Yamaha gyro...Oregon, USA
I admit to not having studied the Bee plans other than a cursory look.

But, instead of having to shave off so much material on the ends of those diagonal engine support angles to fit that way both at the top & bottom ends to allow clearances, why not leave the angles alone w/ little-to-no removal of material? If small amounts are needed to be removed for clearances, then it is only a small amount, instead of a large amount.

They could be placed on the outside of the horizontal engine mount angles (instead of the inside), and place a small 2"x 2" plate on both sides of the mast bottom (or keel, whichever way the plans show) of the same thickness to keep the same flat angle. That small plate could be attached at the same bolt hole that would be there anyway for attaching the supports. Or, make the small plate a piece of angle, and it could be tilted to match the angle's angle, giving further strength by nesting to the the angle on it's outside.

You'd have an extra attachment point available for other items down there, such as a rudder cable attachment, or a brace attach point for the axle, or, as a tether point for your Beluga whales while you are away from your gyro at flying events!

With this thought, I still think the braces you described holding the two support angles are a good idea.
 

Brian Jackson

Platinum Member
No Title

Kevin_Richey;n1134150 said:
... or, as a tether point for your Beluga whales ...
Can't believe you still remember that Kevin! Good times.

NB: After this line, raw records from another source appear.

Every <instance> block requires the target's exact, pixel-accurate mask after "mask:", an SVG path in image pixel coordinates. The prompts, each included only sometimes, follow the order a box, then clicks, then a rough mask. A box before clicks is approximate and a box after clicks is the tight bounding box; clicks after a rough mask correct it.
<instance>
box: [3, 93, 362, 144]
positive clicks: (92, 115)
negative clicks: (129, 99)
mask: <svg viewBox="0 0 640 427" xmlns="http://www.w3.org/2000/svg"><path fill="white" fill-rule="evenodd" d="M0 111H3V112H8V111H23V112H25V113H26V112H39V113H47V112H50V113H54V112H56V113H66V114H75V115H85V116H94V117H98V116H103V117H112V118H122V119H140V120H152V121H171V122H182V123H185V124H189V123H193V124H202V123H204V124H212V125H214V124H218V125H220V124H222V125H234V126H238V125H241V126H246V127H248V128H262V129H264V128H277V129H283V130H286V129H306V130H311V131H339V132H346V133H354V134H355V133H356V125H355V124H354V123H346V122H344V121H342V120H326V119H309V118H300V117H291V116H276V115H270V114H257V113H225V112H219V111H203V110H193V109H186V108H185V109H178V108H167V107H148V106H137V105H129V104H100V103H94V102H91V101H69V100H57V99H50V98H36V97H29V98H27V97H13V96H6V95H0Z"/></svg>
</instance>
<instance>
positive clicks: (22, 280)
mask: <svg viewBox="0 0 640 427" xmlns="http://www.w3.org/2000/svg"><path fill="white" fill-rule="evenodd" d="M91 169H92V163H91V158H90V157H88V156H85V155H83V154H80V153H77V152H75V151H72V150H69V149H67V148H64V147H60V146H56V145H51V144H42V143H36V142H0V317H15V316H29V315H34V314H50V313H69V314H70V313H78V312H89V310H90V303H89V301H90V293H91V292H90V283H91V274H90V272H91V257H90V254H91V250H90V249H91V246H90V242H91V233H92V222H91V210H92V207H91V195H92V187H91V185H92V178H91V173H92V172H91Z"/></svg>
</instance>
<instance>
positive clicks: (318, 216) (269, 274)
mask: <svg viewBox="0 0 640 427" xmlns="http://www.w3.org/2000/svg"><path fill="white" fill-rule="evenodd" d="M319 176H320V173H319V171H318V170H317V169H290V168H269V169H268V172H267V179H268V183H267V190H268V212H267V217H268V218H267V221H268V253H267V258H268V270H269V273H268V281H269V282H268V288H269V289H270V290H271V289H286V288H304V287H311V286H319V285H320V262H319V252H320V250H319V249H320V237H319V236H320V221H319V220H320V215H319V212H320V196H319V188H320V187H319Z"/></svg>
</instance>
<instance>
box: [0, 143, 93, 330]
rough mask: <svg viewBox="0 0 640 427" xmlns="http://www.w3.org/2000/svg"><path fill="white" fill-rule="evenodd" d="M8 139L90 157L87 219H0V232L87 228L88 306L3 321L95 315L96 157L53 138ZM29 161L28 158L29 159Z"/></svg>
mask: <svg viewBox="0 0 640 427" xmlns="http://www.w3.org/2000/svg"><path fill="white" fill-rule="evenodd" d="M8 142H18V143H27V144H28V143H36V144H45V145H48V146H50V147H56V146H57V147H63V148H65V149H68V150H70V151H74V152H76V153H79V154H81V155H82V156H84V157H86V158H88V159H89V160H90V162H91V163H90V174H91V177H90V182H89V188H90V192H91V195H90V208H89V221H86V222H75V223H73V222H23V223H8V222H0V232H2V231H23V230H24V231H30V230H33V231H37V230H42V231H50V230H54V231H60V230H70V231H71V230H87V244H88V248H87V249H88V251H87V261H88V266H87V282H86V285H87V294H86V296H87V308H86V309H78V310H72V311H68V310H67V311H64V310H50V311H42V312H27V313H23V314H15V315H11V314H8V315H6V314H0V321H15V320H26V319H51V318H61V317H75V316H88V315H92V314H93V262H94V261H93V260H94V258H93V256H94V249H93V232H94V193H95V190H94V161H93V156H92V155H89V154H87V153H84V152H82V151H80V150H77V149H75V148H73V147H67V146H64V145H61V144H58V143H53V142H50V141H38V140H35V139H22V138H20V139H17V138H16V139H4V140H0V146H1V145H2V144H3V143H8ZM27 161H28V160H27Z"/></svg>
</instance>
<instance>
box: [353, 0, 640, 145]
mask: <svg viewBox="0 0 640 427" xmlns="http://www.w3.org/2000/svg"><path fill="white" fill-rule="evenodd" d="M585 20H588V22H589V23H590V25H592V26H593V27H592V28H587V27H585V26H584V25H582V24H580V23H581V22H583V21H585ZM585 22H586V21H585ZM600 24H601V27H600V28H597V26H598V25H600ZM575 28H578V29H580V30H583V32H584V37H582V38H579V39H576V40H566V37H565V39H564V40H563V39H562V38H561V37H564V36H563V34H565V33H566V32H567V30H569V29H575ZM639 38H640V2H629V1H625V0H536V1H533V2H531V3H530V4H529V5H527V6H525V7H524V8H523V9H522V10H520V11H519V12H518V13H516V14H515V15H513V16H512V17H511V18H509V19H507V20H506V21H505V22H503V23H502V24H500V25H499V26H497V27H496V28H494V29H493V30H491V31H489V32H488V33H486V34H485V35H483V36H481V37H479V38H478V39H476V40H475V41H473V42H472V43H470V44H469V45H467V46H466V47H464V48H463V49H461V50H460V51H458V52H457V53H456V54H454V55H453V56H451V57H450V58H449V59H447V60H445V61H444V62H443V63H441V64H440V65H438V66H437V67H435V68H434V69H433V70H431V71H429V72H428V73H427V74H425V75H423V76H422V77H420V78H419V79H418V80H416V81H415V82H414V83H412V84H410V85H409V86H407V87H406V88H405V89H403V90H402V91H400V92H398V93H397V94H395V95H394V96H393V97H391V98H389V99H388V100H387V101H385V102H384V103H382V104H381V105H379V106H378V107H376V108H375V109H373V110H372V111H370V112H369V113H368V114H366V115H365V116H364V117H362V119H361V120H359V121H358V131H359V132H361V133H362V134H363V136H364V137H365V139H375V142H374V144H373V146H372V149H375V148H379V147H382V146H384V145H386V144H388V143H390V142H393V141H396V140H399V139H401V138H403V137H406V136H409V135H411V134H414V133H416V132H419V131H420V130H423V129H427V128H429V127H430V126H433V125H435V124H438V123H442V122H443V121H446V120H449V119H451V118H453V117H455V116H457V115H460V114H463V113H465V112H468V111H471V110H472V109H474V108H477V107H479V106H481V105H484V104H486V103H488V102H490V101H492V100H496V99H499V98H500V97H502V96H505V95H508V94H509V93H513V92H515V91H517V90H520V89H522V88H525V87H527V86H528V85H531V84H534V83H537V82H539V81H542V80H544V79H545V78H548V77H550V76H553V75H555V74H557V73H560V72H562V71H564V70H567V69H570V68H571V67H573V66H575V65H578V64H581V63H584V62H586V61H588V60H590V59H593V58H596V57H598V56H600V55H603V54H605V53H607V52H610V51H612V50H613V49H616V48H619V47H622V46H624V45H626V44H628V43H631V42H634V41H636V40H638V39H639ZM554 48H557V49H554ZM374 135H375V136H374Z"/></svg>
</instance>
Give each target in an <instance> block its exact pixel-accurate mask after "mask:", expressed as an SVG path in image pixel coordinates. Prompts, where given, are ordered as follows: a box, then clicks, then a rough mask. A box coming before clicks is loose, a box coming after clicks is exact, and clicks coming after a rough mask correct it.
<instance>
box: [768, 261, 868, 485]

Thanks for the reply. I had explored the options you described which I believe would have worked, albeit requiring four 1/4" thick stand-off plates in order to pull the engine diagonals outward to the external side of the horizontal engine mount angles. The "tie channel" seems to be the lighter, cleaner solution. I can't say if this is a solution in search of a problem or not since the original GyroBee also has a long notch at the connecting end of the diagonal (at the mast). It is also shown on the plans as a sharp inside corner, which is a no-no. That arrangement obviously works structurally since so many of its type are flying. But I would have more confidence in the design if the load were transmitted to a point further down the diagonals below the radiused notch where the angles have maximal compression strength, which is what the tie channel will do.

I have attached GB docs showing the original parts in context. In the plans the engine diagonals stop at the mast and are thru-bolted. I opted to continue them past the mast (clamped with fore/aft bolts) and terminate at the keel into a concentrated tie point.